“THE reason $2 shirts are so cheap is that resources and people are being exploited.”
For Jane Milburn, this harsh fact is only part of a global problem. Milburn, a former agricultural scientist and journalist, is an advocate of the slow clothing movement. Slow clothing, she says, is the antithesis of industrial fast fashion.
Slow clothing embraces our relationship with garments, the big picture of what we buy and wear, how it is made, what happens when we stop wearing it, and the true costs of cheap, mass-produced clothing. And it’s about finding joy and meaning in making, repairing and treasuring clothes that reflect our individuality.
Milburn will be a key speaker at Transition Newcastle’s Fair Share Festival on November 12-13, hosting workshops on upcycling old clothing into unique garments, and other ways to reduce our clothing footprint. The festival will include an upcycled clothing parade and sustainability discussions.

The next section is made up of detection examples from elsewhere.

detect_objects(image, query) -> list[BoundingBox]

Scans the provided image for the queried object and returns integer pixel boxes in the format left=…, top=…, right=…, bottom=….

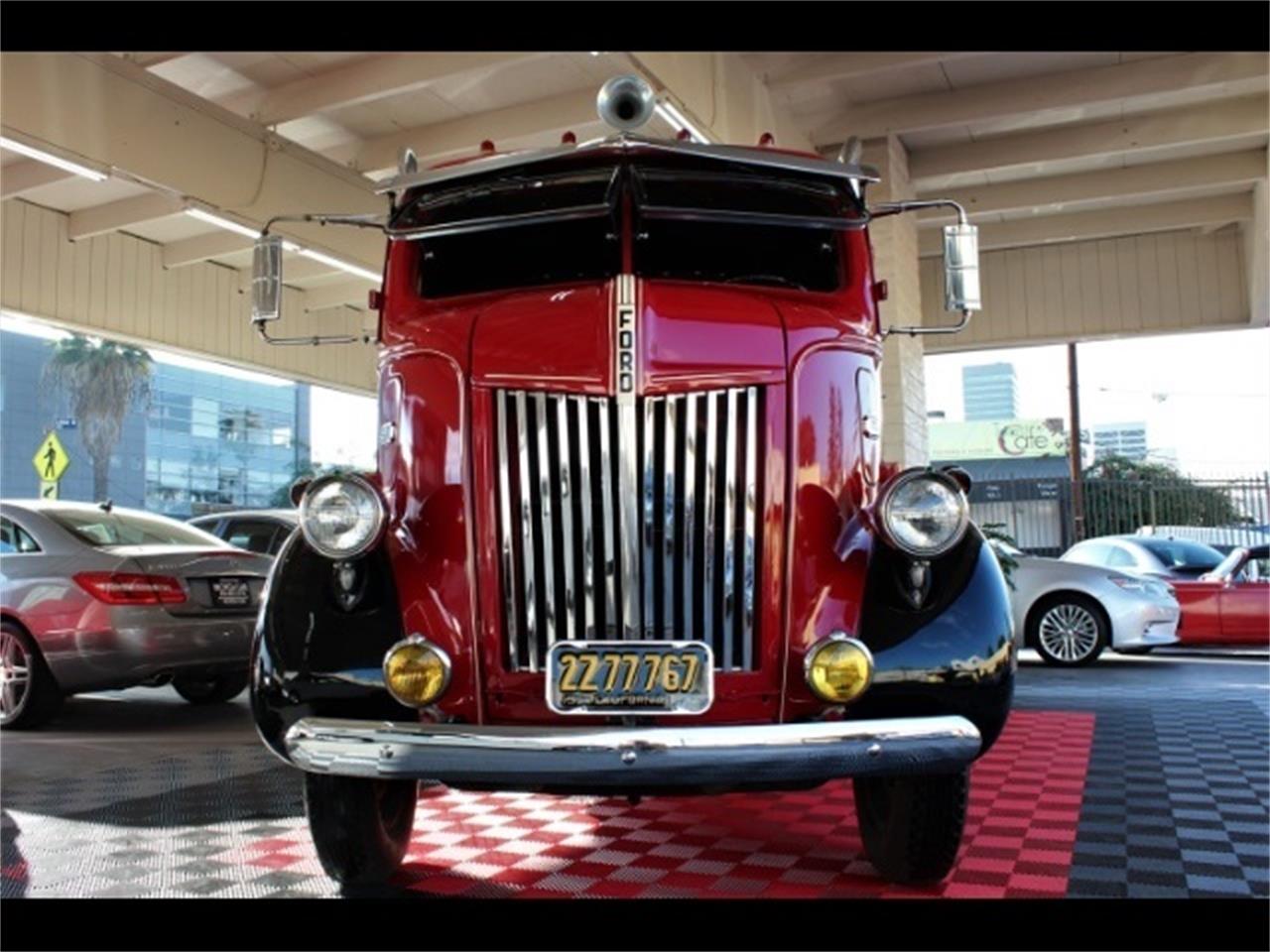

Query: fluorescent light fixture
left=654, top=99, right=710, bottom=142
left=186, top=208, right=381, bottom=283
left=186, top=208, right=260, bottom=241
left=0, top=136, right=110, bottom=181
left=300, top=248, right=382, bottom=285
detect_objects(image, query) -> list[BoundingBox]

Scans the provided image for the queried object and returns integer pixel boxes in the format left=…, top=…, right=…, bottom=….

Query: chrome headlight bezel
left=876, top=468, right=970, bottom=558
left=300, top=473, right=387, bottom=559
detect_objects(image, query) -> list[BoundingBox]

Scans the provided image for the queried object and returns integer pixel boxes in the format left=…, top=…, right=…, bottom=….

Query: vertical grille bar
left=718, top=390, right=736, bottom=670
left=617, top=401, right=644, bottom=639
left=680, top=394, right=699, bottom=639
left=574, top=398, right=595, bottom=639
left=516, top=394, right=539, bottom=671
left=636, top=398, right=661, bottom=639
left=740, top=387, right=758, bottom=671
left=555, top=396, right=577, bottom=639
left=534, top=394, right=557, bottom=648
left=494, top=387, right=763, bottom=671
left=494, top=394, right=518, bottom=665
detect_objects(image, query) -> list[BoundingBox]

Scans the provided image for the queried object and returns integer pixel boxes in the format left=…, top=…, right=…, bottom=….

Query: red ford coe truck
left=251, top=76, right=1016, bottom=885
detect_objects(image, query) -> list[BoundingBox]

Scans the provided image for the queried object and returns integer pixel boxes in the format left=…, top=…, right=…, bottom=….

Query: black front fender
left=851, top=528, right=1017, bottom=756
left=251, top=532, right=417, bottom=759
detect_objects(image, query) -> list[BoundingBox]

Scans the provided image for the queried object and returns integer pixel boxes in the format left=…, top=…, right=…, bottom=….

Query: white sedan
left=992, top=539, right=1181, bottom=666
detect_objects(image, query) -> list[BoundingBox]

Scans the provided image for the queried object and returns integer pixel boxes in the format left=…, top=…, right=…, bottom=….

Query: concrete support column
left=1243, top=178, right=1270, bottom=327
left=862, top=136, right=929, bottom=467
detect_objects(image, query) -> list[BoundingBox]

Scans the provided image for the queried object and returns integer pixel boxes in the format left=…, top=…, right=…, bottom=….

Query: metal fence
left=970, top=475, right=1270, bottom=554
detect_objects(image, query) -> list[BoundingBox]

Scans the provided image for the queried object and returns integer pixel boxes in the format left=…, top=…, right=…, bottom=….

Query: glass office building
left=961, top=363, right=1019, bottom=421
left=0, top=329, right=310, bottom=518
left=145, top=362, right=309, bottom=517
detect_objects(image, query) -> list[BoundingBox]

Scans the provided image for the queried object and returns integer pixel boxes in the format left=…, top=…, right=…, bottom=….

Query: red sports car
left=1170, top=545, right=1270, bottom=647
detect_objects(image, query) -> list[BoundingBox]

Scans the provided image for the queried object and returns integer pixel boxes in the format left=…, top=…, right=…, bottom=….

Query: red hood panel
left=639, top=283, right=785, bottom=394
left=471, top=285, right=612, bottom=394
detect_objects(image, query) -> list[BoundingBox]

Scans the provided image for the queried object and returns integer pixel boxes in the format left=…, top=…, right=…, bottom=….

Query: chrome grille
left=494, top=387, right=762, bottom=671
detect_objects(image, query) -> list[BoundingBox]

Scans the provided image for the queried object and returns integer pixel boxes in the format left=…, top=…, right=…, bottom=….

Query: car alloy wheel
left=1038, top=602, right=1098, bottom=663
left=0, top=630, right=31, bottom=724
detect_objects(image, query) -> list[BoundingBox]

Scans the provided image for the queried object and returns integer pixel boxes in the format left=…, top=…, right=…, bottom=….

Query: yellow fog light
left=806, top=631, right=872, bottom=704
left=384, top=636, right=449, bottom=707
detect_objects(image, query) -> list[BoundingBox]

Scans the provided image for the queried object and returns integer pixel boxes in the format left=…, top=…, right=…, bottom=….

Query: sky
left=926, top=329, right=1270, bottom=477
left=0, top=309, right=378, bottom=470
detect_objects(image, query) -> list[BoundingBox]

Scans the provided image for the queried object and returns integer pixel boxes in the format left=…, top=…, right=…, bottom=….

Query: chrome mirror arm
left=260, top=213, right=387, bottom=237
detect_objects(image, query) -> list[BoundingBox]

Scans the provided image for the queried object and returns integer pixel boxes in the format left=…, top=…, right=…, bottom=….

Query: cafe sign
left=930, top=417, right=1067, bottom=462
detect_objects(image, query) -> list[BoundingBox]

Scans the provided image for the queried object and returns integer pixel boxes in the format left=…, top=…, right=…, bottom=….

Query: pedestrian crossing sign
left=31, top=430, right=71, bottom=495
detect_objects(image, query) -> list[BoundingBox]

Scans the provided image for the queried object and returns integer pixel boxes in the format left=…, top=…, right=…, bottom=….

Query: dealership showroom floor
left=0, top=653, right=1270, bottom=898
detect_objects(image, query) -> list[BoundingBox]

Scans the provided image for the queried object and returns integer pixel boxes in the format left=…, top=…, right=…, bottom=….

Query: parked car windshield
left=1134, top=538, right=1221, bottom=575
left=42, top=509, right=227, bottom=548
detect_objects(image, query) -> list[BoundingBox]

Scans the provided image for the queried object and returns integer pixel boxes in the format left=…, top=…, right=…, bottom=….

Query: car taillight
left=75, top=572, right=186, bottom=606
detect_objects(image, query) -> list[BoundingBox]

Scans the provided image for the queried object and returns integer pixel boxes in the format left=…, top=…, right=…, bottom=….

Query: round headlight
left=804, top=631, right=872, bottom=704
left=300, top=476, right=384, bottom=558
left=880, top=470, right=970, bottom=558
left=384, top=635, right=449, bottom=707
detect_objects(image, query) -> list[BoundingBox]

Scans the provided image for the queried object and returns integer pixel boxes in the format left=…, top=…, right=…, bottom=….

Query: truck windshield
left=634, top=169, right=863, bottom=291
left=390, top=164, right=866, bottom=298
left=44, top=509, right=226, bottom=548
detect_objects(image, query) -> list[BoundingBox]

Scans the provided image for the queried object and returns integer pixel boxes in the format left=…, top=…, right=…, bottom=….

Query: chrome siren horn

“Australians buy an average of 27 kilograms of new textiles each year - we run second to North Americans who buy 37 kilograms each - and then we discard 23 kilograms into landfill,” Milburn says.
“Two-thirds of new clothing are from man-made fibres which shed microplastic particles into the environment and take decades to rot in landfill. In a finite world, we can’t keep pretending this doesn’t matter. We are accountable, through the everyday clothing decisions we make.”
Awareness of the appalling conditions in fast fashion sweatshops has risen after incidents such as the 2013 Rana Plaza factory collapse in Bangladesh, but many people still stuff their cupboards with cheap clothes they hardly ever wear.
Part of the reason for this, Milburn believes, is that commercial designs are for standard shapes that don’t suit everyone and people tend to wear what’s “in fashion” rather than determining what suits them individually.
“It’s sad, this industrial fashion,” she says. “It’s similar to industrial processed food, which is not good for us, but it’s cheap and readily available in the form business decides is best.”
“When we make something, we take charge, and put our own skills and emotion and energy into it. We value it in a way we can’t when we go to a shop and hand over our credit card. There’s no meaning or unique value in that, it leaves us empty after the initial buying buzz.
“We are searching for meaning in this fast world we live in, and meaning can come from connecting our hands, head and heart by making things of our very own.
“When we make something ourselves we are more likely to treasure the effort and resources that go into it. We can wear it forever - add width or length as we need it. When it gets holes, we can find a way to repair or embellish it, to add to its story and memories. This attachment is lost in fast fashion churn.”
Milburn always made her own clothes and stepped up in 2014 to upcycle every day with the Sew It Again project. This led to textilebeat.com sharing ways to develop a more sustainable clothing culture in Australia through the slow clothing manifesto.
“Clothes do for us on the outside what food does inside, so we might as well make good choices that enable us to survive and thrive - even if we choose not to sew and upcycle.”